Beit Al Fannan
Nestled within the side of Jordan’s famous rolling hills, in true tetris fashion, sits Beit Al Fannan (House of the Artist). And these aren’t just any hills, they are the hills of Pella (طبقة فحل), one of the 10 ancient cities of the Decapolis from the Roman Empire. The foot of said hill is home to ancient ruins and mosaics that have the stood the test of time.
The house was once the studio and retreat of renowned Jordanian architect and artist Ammar Khammash, now an Airbnb stay. Here, 2 hours from Amman, he escaped the busy city life in order to paint his watercolour masterpieces. His knowledge of Jordan, whether it is the flora/fauna, or the nomadic villages that have developed over time, is evident here; garnering influence from the surrounding landscape and demographic within the structure itself.
The construction process involved no vehicles or machinery on site. The closest vehicle would park 60 meters away from the house and workers would walk to reach the house location. It was essential not to use any machinery; everything was made by hand, fine-tuned to be just in place and just right. This is how architecture was always made before the industrial revolution, and that is why most houses and villages matched their surroundings and terrain very well.

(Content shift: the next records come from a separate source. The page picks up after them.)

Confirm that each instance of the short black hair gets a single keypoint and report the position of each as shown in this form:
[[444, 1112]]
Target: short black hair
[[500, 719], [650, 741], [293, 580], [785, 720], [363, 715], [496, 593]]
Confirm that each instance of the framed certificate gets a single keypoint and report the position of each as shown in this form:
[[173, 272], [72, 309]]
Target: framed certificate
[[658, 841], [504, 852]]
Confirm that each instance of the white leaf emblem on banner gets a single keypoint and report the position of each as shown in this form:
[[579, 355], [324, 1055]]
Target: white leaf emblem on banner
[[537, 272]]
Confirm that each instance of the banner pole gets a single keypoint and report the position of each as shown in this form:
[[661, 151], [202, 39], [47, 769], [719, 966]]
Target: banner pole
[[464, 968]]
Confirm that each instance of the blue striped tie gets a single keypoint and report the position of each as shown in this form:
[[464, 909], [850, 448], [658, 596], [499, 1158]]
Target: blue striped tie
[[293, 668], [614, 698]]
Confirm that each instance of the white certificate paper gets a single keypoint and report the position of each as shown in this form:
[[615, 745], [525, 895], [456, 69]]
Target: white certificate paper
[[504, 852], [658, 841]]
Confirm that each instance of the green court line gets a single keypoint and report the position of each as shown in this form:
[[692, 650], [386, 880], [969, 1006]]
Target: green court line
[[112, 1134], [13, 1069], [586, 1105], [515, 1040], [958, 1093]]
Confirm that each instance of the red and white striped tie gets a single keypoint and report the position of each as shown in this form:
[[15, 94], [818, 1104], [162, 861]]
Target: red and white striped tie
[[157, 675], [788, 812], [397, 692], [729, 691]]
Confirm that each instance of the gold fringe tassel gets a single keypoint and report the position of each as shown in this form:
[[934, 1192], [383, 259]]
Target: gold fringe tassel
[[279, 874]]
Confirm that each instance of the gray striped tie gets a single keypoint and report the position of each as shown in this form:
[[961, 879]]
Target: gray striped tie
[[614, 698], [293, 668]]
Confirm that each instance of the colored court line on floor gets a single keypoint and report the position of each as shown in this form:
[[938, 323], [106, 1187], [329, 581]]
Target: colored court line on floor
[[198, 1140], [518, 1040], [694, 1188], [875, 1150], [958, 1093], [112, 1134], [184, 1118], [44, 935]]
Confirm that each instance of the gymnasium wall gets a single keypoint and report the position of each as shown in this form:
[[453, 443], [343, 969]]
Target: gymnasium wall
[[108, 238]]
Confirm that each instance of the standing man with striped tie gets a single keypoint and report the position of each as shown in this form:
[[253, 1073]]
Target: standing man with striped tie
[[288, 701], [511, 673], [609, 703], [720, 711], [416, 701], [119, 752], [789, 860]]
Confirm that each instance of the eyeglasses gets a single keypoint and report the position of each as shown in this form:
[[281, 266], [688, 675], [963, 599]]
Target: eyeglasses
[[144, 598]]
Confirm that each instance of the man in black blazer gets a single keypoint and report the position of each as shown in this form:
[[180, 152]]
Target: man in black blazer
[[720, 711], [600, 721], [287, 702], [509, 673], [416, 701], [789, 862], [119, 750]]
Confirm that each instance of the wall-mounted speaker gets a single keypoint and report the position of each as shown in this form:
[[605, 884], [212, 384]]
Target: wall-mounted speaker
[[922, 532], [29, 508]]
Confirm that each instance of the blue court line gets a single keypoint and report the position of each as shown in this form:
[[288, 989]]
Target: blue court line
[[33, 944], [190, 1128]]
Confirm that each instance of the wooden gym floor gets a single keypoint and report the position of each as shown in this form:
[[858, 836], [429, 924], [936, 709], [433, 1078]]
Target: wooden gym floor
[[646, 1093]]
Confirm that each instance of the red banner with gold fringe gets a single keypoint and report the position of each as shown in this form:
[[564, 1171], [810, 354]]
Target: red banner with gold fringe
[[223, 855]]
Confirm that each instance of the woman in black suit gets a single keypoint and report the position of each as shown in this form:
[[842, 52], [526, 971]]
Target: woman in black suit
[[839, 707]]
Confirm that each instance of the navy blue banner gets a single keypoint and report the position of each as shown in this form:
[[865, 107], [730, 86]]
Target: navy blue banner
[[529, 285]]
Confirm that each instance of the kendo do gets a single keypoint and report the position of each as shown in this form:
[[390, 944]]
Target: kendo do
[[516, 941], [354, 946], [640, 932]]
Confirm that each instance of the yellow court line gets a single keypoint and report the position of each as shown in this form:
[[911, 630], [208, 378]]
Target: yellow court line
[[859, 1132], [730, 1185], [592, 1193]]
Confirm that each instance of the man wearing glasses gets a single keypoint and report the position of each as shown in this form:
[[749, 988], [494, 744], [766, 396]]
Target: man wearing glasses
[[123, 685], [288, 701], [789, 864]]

The house was made from pre-cast concrete blocks, plastered with mud from the outside and white cement and lime from the inside. The house sits on a cave, where all the mixing material came from. During construction, and so as not to disturb the surrounding land, we were digging and building simultaneously in the same spot. So as the cave expanded, the house grew bigger and bigger, literally out of the cave.

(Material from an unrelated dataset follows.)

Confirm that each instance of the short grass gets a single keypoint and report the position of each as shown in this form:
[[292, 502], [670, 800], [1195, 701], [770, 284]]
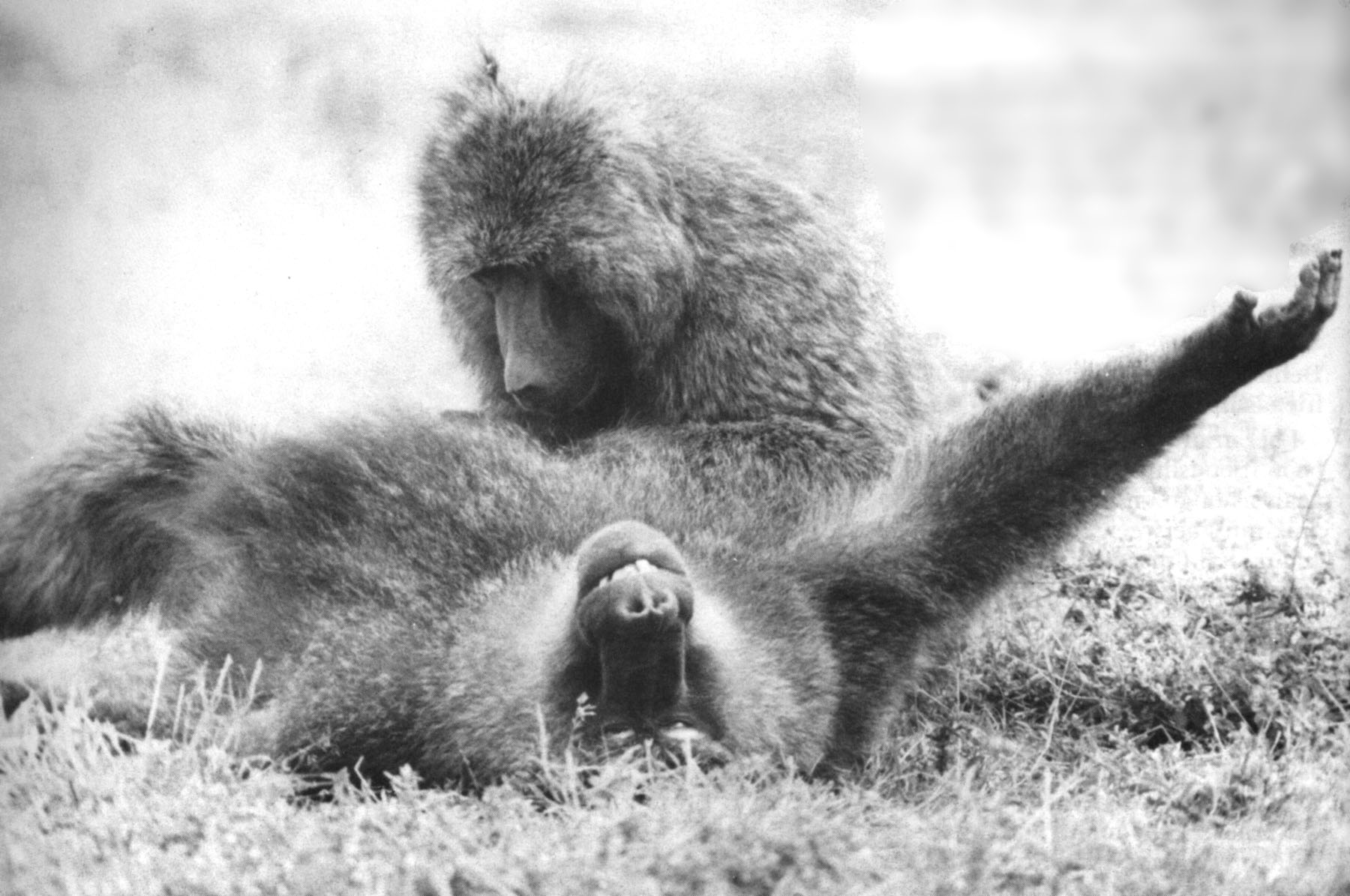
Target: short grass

Thank you to Baraka Destinations for letting me come and explore the property.
The quaint kitchen opens up to a terrace full of fresh air, overlooking the hills of Pella.
Watercolor - 1981 , Ammar Khammash
Watercolor - 2008 , Ammar Khammash
From his book Notes On Village Architecture in Jordan (1986), Ammar lived with and documented the lifestyles of village tribes around Jordan. I feel that here is where he gained inspiration for the house; using mud mixed with hay to create a solid structure without a frame, the vaulting of the ceiling and the general primitive aesthetic.
Further up the hill is Khammash’s actual studio; a structure consisting of arches enclosing a large courtyard space. Overgrown shrubs and untouched dust shroud the place, but the charm of an abandoned studio still prevails, especially since canvases, tools and books are left intact.